El 30% de los niños viaja incorrectamente protegido. Las excusas favoritas son la pereza y la brevedad del trayecto.
El uso de los dispositivos de seguridad infantil evitaría el 75% de las muertes infantiles y el 90% de los daños graves ocasionados por accidentes de tráfico.
La mayoría de los recién nacidos pueden usar indistintamente tanto cucos o capazos como sillas portabebés. Durante el primer año de vida y hasta que el niño pese 9 kg los bebés tiene que viajar mirando siempre hacia atrás.
Las personas cuya estatura no alcance los 135 cm deben utilizar sistemas de retención adaptados a su peso y talla. Las personas cuya estatura sea igual o superior a 135 centímetros y no supere los 150 centímetros, podrán utilizar indistintamente un dispositivo de retención homologado adaptado a su talla y a su peso o el cinturón de seguridad para adultos.
Los niños no podrán utilizar un dispositivo de retención orientado hacia atrás, instalado en un asiento del pasajero protegido con un airbag frontal, a menos que haya sido desactivado.

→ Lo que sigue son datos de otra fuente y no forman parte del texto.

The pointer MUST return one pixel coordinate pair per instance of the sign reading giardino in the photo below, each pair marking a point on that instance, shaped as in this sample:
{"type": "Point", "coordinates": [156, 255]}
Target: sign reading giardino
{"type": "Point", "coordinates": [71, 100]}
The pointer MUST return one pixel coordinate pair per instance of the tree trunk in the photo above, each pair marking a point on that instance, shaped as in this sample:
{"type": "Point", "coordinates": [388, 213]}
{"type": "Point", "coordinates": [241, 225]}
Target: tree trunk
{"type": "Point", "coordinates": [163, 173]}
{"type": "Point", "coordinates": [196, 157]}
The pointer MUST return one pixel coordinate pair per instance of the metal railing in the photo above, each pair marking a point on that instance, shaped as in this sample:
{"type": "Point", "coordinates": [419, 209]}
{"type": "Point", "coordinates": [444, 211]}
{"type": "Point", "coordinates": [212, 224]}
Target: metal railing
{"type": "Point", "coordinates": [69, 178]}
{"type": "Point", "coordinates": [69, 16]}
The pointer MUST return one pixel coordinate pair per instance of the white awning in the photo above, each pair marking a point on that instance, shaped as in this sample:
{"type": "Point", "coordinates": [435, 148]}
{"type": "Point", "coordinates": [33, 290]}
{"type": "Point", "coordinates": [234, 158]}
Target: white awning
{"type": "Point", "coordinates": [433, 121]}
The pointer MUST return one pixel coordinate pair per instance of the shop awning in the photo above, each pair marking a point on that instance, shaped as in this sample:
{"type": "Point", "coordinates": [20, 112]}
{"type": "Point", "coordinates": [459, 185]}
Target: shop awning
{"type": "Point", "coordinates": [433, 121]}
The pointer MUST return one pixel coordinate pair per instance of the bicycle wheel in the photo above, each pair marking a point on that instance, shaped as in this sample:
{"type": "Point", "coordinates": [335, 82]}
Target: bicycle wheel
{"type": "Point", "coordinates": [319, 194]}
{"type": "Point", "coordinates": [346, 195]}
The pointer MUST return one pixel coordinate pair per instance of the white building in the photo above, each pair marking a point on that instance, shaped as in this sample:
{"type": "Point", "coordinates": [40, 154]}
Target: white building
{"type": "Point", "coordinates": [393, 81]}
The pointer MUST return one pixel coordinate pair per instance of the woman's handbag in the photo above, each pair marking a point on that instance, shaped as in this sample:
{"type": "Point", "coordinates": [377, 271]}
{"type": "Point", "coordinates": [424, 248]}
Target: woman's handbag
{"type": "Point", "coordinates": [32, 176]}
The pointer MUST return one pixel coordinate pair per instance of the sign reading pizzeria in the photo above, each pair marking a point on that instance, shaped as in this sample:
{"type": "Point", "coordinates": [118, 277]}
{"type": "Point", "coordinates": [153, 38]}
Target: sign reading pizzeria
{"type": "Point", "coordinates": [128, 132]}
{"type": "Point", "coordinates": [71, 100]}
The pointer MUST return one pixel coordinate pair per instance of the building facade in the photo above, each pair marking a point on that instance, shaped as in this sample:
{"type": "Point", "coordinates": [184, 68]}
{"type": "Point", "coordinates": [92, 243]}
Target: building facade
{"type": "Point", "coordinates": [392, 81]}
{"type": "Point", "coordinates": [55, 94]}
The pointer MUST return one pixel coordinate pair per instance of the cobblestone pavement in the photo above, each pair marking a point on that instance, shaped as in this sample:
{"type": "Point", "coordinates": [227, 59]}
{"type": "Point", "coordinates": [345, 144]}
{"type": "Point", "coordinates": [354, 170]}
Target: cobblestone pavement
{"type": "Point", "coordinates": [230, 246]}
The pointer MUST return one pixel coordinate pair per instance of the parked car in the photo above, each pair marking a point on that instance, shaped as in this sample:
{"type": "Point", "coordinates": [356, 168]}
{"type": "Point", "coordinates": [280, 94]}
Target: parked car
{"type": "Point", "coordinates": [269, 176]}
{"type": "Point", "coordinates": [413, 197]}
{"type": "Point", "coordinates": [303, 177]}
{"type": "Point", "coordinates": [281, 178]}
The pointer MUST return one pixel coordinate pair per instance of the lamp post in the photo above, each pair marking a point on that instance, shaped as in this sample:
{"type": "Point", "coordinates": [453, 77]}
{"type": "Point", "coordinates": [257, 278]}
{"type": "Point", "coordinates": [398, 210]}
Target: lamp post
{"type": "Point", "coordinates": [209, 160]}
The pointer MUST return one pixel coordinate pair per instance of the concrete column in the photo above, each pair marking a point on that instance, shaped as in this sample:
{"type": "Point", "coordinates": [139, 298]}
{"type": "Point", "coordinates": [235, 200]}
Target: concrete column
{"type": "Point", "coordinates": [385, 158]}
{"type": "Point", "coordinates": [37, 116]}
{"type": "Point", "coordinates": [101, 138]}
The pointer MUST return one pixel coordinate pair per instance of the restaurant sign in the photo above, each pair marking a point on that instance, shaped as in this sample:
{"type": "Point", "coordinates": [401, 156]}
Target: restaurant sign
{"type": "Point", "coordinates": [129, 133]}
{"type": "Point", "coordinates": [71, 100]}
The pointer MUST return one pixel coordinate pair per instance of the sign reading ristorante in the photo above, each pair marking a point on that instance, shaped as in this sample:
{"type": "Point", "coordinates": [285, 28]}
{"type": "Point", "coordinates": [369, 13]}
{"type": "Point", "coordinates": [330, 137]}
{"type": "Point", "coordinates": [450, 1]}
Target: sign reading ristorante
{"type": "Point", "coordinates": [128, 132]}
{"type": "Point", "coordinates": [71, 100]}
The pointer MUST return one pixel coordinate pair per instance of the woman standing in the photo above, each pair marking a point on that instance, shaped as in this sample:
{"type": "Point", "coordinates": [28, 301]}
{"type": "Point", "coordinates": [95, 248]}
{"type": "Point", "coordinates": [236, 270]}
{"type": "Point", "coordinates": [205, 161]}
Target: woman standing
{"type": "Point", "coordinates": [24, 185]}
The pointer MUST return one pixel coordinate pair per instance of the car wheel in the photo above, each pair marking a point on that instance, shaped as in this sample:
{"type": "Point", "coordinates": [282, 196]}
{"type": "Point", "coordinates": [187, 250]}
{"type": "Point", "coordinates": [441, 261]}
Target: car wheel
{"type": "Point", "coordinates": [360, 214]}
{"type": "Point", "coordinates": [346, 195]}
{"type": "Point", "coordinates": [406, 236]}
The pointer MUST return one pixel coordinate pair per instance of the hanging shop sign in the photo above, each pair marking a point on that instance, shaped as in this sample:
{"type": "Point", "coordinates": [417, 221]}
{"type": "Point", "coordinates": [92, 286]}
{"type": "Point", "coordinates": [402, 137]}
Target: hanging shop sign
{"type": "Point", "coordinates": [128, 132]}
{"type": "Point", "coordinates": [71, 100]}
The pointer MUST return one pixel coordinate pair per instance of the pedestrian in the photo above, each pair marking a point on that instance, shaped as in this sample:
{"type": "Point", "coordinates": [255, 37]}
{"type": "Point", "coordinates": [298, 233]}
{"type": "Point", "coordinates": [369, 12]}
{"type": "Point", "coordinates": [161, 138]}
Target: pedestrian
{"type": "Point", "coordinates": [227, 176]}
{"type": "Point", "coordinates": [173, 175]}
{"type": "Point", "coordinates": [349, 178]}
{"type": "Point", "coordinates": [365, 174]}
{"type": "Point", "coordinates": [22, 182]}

Las sillas se dividen en los siguientes grupos: grupo 0 o 0+ hasta 13 kg, deben colocarse siempre mirando hacia atrás. Grupo I de 9 a 18 kg, se sujetan con el cinturón de seguridad mirando hacia delante de forma habitual. Grupo II desde los 15 a los 25 kg, este tipo de asientos eleva a su ocupante para que el cinturón de seguridad se le ajuste correctamente. Grupo III desde los 22 hasta los 36 kg, similares al anterior.
En un taxi, cuando circulen en tráfico urbano podrá transportar a personas cuya estatura no alcance los 135 centímetros sin utilizar un dispositivo de retención homologado adaptado a su talla y a su peso, siempre que ocupen un asiento trasero. 
El asiento del pasajero delantero es mucho menos seguro que el asiento trasero y, en particular, que el asiento trasero central (el más seguro de todos).
Los niños aprenden fundamentalmente por imitación de conductas, si los niños nos ven ponernos el cinturón, ellos se lo pondrán.